"Games Made Me Do It" Defense Fails
It's getting to be as popular as the insanity plea in the courtroom: "the games made me do it!" Yeah, but judges caught on to the abuse of the insanity plea, and they're catching on here, too. That stuff isn't about to fly for just anything, you know.
Patrick Morris, a 19-year-old who killed a 15-year-old boy with a shotgun last year, was found guilty of first-degree murder and sentenced to life in prison. Morris' mother, Irma Espitia (we thought families should have the same last name, but we be old-fashioned that way), tried to claim video games were the cause of her son's actions. "He would just go into his room and play those video games," she said.

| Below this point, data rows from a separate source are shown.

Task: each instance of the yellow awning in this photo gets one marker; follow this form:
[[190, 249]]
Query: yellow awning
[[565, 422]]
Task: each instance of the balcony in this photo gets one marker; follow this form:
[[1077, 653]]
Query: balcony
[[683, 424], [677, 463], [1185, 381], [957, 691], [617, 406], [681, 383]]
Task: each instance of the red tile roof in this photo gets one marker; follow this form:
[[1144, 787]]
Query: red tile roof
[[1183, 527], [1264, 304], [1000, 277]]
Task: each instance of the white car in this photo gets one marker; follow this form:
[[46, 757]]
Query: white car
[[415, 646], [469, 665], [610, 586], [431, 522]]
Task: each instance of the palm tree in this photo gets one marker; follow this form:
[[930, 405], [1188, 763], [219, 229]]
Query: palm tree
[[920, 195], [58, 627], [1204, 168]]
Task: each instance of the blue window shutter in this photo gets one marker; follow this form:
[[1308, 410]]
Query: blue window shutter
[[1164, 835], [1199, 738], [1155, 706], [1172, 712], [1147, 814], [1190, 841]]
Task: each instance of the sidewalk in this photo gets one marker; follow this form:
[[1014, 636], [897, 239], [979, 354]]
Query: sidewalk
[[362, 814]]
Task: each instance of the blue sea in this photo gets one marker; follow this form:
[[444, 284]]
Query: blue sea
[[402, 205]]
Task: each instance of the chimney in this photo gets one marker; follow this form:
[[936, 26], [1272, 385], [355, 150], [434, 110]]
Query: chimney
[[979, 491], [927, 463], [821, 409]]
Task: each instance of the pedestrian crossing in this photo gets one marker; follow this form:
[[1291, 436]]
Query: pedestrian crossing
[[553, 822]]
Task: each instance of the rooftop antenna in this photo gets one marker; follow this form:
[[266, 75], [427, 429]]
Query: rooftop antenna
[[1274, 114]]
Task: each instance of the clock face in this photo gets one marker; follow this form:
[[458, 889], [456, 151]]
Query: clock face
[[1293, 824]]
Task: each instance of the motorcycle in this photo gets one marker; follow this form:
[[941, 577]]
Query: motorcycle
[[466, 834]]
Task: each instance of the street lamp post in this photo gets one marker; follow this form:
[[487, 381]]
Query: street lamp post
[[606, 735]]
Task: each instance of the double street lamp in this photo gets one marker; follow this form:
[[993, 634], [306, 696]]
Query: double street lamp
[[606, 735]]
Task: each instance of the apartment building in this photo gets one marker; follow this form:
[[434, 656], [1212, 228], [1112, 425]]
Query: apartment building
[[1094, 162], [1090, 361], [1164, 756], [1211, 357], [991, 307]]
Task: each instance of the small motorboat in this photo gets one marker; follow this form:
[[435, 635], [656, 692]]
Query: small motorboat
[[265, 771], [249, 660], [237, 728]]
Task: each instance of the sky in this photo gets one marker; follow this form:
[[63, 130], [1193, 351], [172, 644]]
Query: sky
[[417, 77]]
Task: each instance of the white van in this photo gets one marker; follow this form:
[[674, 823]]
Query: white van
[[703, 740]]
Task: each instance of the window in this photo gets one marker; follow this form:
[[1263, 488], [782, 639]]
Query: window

Ah yes, those darn games. Another convenient scapegoat for parents, but like we said earlier, it ain't gonna fly.
The worst part? The attorney figured that was his best defense, so he used it in court. Of course, you kinda had to mention the history of emotional and behavioral disorders along with the use of drugs, but no, it was the games. Yes. The games that made him go nuts and shoot that poor kid. Not surprisingly, the prosecutors claimed those disorders and the drugs probably had a far greater influence on Morris' disturbing behavior and murderous action. No, ya think?
So take heed, parents and lawyers. The "games made me do it" plea doesn't hold much water.